Successful in routine utilization of our protocol builds on basic knowledge of confocal imaging. 24 hours before the micro-irradiation, plate a total of eight by 10 to the fourth cells in 500 microliters to one milliliter of media on a four-well chambered cover glass. One hour before the micro-irradiation, exchange the regular growth medium with imaging medium containing either olaparib or a vehicle control such as DMSO.
At least four hours before imaging, turn on the environmental chamber and the microscope components. Switch on the heating, carbon dioxide supply, and the humidity regulator. Initialize light sources along with the laser lines at least one hour before transferring the cells to the microscope.
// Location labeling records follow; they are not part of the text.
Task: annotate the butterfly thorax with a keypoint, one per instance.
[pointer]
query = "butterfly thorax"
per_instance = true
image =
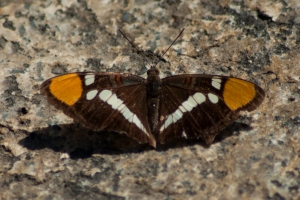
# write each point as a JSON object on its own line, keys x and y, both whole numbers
{"x": 153, "y": 90}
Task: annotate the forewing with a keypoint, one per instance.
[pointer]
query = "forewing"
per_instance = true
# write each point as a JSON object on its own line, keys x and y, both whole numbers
{"x": 103, "y": 101}
{"x": 199, "y": 106}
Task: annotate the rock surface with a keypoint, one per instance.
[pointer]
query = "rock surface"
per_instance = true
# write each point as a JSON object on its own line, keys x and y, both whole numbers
{"x": 44, "y": 155}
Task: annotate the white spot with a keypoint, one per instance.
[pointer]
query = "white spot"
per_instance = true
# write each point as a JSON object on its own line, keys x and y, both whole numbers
{"x": 216, "y": 83}
{"x": 168, "y": 121}
{"x": 188, "y": 105}
{"x": 127, "y": 113}
{"x": 182, "y": 109}
{"x": 121, "y": 107}
{"x": 91, "y": 94}
{"x": 89, "y": 79}
{"x": 199, "y": 97}
{"x": 213, "y": 98}
{"x": 118, "y": 104}
{"x": 177, "y": 114}
{"x": 105, "y": 94}
{"x": 114, "y": 101}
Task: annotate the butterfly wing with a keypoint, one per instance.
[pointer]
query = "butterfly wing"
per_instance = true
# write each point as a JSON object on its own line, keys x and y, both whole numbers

Oil the microscope objective and place a chambered cover glass under the microscope. To select S phase cells in an asynchronous population, look through the ocular for the unique localization pattern of the mPlum tagged PCNA in S phase and select a field of view that has enough S phase cells for micro-irradiation. Set the region of interest for micro-irradiation by using the associated software to insert binary lines.
To set the desired number of lines and spacing, click binary, then select insert line, circle, and ellipse for drawing the desired number of lines, then convert these binary lines into stimulation ROIs by clicking ROI, move binary to ROI, then right-click on any of the ROIs and select use as stimulation ROI S1.Place these lines in the field of view so that they pass through the nucleus of the cells. Before micro-irradiation, to identify PCNA foci for later analysis, take a higher resolution image of the field of view by setting the necessary parameters in the A1 LFOV compact GUI and the A1 LFOV scan area windows followed by hitting the capture button. To set up the micro-irradiation, open the ND stimulation tab, then access the time schedule window to acquire a series of pre-stimulation images and then a series of post-stimulation images using the Galvano scanners.
Set up three phases in the time schedule window. In the acquisition and stimulation column, select acquisition, stimulation, and acquisition for the three phases respectively. For the stimulation phase, set S1 as the ROI.
In the Galvano XY window, set 100%laser power output for the 405 nanometer laser line and set the dwell time for micro-irradiation. To set up timelapse imaging for the desired time window and intervals, use the time schedule A1 LFOV compact GUI and the A1 LFOV scan area windows. Optimize the laser power percentage, gain, and offset settings to reduce photo bleaching during imaging in the A1 LFOV compact GUI window.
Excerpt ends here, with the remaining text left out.